It’s noon on the first Tuesday of the month and many people might be asking, “What’s for lunch?” But for a group of Regions Bank associates, lunchtime means listening to speeches, evaluating speeches, and even speaking impromptu to such topics as “what would you do if you won $1,000,000,” or “if you were an animal, what would you be?” What these associates do mostly is encourage each other as members strive to reach their personal goals of communication and leadership. Many join to overcome their fear of public speaking. These associates are members of the Regions Evergreen Toastmasters Club.
Toastmasters International is a worldwide organization of community and corporate clubs designed to help people improve their communication and leadership skills.
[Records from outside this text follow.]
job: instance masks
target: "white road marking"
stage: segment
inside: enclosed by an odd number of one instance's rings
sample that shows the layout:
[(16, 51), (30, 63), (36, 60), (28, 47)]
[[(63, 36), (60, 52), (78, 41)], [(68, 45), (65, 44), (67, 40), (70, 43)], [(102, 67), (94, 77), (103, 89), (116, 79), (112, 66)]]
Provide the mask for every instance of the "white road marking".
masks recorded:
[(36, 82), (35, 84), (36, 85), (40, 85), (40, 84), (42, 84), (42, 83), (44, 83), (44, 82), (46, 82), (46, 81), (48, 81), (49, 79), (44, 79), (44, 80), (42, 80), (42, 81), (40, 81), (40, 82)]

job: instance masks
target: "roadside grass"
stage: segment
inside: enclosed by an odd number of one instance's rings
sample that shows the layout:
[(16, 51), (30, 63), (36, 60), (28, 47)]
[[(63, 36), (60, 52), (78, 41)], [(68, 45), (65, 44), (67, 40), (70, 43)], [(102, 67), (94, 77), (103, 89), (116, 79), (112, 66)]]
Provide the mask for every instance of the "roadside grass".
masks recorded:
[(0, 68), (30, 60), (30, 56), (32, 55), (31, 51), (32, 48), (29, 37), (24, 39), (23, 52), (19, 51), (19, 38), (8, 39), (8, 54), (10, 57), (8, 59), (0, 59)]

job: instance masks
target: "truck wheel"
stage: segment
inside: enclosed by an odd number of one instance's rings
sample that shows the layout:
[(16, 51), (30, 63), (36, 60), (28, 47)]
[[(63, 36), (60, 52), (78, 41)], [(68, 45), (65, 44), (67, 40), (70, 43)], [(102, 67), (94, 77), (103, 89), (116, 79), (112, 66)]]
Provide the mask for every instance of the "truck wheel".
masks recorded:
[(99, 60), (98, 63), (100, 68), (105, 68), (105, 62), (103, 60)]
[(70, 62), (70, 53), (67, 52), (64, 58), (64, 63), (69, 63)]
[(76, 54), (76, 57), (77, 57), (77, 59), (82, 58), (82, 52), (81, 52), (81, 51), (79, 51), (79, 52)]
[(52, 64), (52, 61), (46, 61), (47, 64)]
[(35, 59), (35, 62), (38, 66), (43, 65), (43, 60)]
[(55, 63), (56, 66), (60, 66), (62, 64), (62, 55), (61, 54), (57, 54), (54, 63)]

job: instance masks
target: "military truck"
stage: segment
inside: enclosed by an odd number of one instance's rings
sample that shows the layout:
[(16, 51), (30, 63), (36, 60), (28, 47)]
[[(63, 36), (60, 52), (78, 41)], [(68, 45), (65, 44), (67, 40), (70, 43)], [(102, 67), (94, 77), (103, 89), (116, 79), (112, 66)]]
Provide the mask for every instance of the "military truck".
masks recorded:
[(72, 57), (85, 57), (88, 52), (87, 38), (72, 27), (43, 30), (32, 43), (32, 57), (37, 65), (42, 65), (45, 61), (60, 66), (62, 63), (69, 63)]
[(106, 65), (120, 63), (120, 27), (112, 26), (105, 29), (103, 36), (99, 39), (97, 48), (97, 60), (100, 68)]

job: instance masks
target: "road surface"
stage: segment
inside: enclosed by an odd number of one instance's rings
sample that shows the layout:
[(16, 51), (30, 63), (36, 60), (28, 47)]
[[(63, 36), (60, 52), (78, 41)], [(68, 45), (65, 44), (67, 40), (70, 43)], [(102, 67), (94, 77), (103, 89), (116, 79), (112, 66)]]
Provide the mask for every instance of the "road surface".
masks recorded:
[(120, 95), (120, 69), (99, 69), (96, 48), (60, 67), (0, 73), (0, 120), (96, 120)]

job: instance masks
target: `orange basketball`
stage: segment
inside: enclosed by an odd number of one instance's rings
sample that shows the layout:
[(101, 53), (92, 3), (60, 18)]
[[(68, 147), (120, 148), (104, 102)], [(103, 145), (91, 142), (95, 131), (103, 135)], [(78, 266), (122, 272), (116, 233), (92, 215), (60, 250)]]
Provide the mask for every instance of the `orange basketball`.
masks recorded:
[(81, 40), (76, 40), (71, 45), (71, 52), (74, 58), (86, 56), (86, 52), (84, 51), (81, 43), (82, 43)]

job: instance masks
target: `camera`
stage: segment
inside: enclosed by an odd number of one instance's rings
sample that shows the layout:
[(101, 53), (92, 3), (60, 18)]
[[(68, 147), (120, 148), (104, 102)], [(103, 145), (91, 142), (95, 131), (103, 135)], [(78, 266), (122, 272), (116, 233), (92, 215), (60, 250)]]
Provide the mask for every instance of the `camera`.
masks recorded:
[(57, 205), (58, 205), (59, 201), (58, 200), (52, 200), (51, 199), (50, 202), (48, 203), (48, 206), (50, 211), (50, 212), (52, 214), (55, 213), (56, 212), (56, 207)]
Since 1924, Toastmasters International has helped people from diverse backgrounds become more confident speakers, communicators and leaders.
“Toastmasters represents an excellent approach to developing leadership and communication skills,” noted Alan Register, Commercial Banking Regional Executive and Evergreen Toastmasters executive sponsor. “The program helps develop sharpness and confidence around message clarity, elevating the performance of the entire team.”
Regions Evergreen Club President Charles McCalley quickly discovered the value of the Toastmasters program when he attended an exploratory meeting a few years back.
“It was about 10 minutes into the demonstration meeting held to form a Toastmasters Club at Regions Bank that I knew I was hooked. Public speaking and standing in front of an audience have always been somewhat of a fear for me and as I have learned, I am not alone! To have an opportunity to join an organization to continue to hone and polish those skills was a no-brainer for me.”
Quick public speaking tips for beginners:
- Request a mentor — an experienced Toastmaster — to help you with meeting roles and speeches.
- Use stories, examples and anecdotes to craft a speech.
- Don’t overwhelm your audience with too much information.
- Practice speaking. Practice often. Your audience is giving you their time and consideration, so rehearse enough to be confident you’ll leave a good impression.
- Begin and end every speech strongly.
- Be conversational. Avoid reading your speech word for word.
- Explore more tips on the Toastmasters’ website.
“At the age of 5, I had to see a speech therapist because I used to talk with my tongue on my teeth. During this four-year process it would cause me to have to speak much slower than my classmates learning how to pronounce all my words correctly. You cannot imagine how much I used to be picked on, talked about, and mocked as a child — especially when we had reading day where you would have to stand in front of class to read out loud. That experience followed me all the way into my adulthood where I had a complex about speaking out loud in general to a point that any time I would be in a group setting even among my peers, if I would say something it would be in a whisper for fear of my words not coming out correctly. In 2019 after logging into work, I saw an email inviting people downtown for a Toastmasters Open House. I joined that day, and I have not looked back since because as uncomfortable as I was speaking out loud, Toastmasters has given me the confidence to speak without whispering or fear of not pronouncing a word correctly.”
“My Toastmasters pathway ‘Presentation Mastery’ has helped me become more comfortable with creating presentations and speaking in front of peers and executives. I now receive compliments from people all over my organization on how well I speak and present on various topics. Thanks, Toastmasters!”